First published: Fri, 01 Oct 1999 17:10:00 GMT

SFS doesn't just make a file hard to read -- it conceals the information's existence.

Encryption experts are claiming that a little-known file-hiding process utilising the Steganographic File System (SFS) may enable people to circumnavigate the government's planned method of obtaining private encryption keys.

This snappily named information hiding protocol allows a file to be concealed effectively within another file so that, unless one knows the filename as well as a password, it is impossible to know whether the hidden file even exists.

As the government's plans to confiscate private encryption keys of criminal suspects have emerged in recent weeks, messages extolling SFS' virtues have began to proliferate in news groups such as "ukcrypto".

Steganography is the science of not just protecting the content of a message, but hiding its very existence. Cryptographic and steganographic experts Ross Anderson, Adi Shamir and Roger Needham developed the theory behind the SFS in 1998, and this year two students at Cambridge University developed its first-ever implementation for the Linux operating system.

Caspar Bowden, head of independent government think-tank The Foundation for Information Policy Research (FIPR), and a colleague of Ross Anderson, describes SFS in revolutionary terms. "This is a very elegant and very robust way of hiding data. The whole disk becomes a file system full of data, where there are no blanks, so that you have to know the filename to even find out if a file exists. For the first time it provides plausible deniability because it is impossible to know if you are even hiding information."

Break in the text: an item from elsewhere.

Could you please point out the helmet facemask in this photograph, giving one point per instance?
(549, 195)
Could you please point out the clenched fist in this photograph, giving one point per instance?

Brian Gladman, an independent encryption researcher, admits that this is technology has yet to reach the mainstream, but believes that the UK government's plans on monitoring email could make it commonplace. "If the government introduces the bill that is in draft, it would increase the popularity of this significantly," he says. "To make it really popular, we must get it on Windows. In principle I believe that it would be easier to do it for Windows 2000 because it has an installable file system, unlike 95 and 98."